This is the scenario of a friend:

He has met a Thai woman. She has two children, ages 6 and 9, from a previous relationship with a Thai man. There is a 5 year age difference between him and her. He is 40.

The woman and himself have fallen in ‘Love’ and decided to be together. When they first met online he didn’t know she had children but she did tell him after 3 months of talking together. Now they have met in person once (for 2 weeks) and a total relationship time of 6 months. He has not met her children. The kids stayed with the father’s grandmother when she visited.

She has a hairdressing business in the suburbs of Bangkok and her ex husband, Father of the children, is a policeman in the tourist area of lower Sukhumvit. The ex currently contributes almost nothing financially.

She has said her children come as part of the package and it is a take it or leave it scenario basically. She expects him to take them on as his own including financial responsibilities.

He doesn't want to look after the children financially but is willing to pay rent/food/electricity/water etc for all 4 of them.
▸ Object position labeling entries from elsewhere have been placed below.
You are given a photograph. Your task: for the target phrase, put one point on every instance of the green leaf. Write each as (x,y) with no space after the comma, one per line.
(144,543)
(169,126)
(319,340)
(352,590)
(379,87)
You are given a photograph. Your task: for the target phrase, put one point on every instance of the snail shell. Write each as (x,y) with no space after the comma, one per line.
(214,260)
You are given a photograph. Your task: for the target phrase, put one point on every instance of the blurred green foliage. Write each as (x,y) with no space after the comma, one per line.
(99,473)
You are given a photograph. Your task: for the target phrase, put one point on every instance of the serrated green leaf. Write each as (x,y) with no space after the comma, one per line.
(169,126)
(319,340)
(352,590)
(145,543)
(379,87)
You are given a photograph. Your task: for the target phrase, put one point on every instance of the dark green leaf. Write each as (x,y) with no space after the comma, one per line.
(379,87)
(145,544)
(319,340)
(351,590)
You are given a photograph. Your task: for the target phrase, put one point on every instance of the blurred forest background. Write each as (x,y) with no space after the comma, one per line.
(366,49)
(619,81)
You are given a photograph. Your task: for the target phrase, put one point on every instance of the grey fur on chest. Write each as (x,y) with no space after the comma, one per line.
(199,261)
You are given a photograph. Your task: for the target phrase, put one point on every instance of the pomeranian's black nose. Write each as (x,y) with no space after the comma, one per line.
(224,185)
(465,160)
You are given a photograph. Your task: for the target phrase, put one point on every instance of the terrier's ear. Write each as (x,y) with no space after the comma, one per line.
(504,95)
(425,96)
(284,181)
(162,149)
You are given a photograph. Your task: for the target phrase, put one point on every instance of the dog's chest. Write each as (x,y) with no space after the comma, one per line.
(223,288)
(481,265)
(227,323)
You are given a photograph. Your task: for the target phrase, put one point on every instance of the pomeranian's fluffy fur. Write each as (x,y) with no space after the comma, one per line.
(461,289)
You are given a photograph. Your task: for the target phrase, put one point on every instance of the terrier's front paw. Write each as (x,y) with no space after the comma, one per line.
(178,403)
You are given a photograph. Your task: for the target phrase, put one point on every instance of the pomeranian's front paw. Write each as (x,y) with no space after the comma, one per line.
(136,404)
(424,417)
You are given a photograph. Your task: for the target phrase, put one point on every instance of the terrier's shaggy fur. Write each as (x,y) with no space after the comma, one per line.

He has told her he doesn't want to responsible for their future expenses and that they have a Father, with a job, who can do that. However, he still wants to be with her.

My advice to him was to stick to his guns otherwise resentment might build up. I can see where she is coming from though.

Surely her and the children are two distinct relationships to be viewed differently?

I’d be interested in what other people think about it.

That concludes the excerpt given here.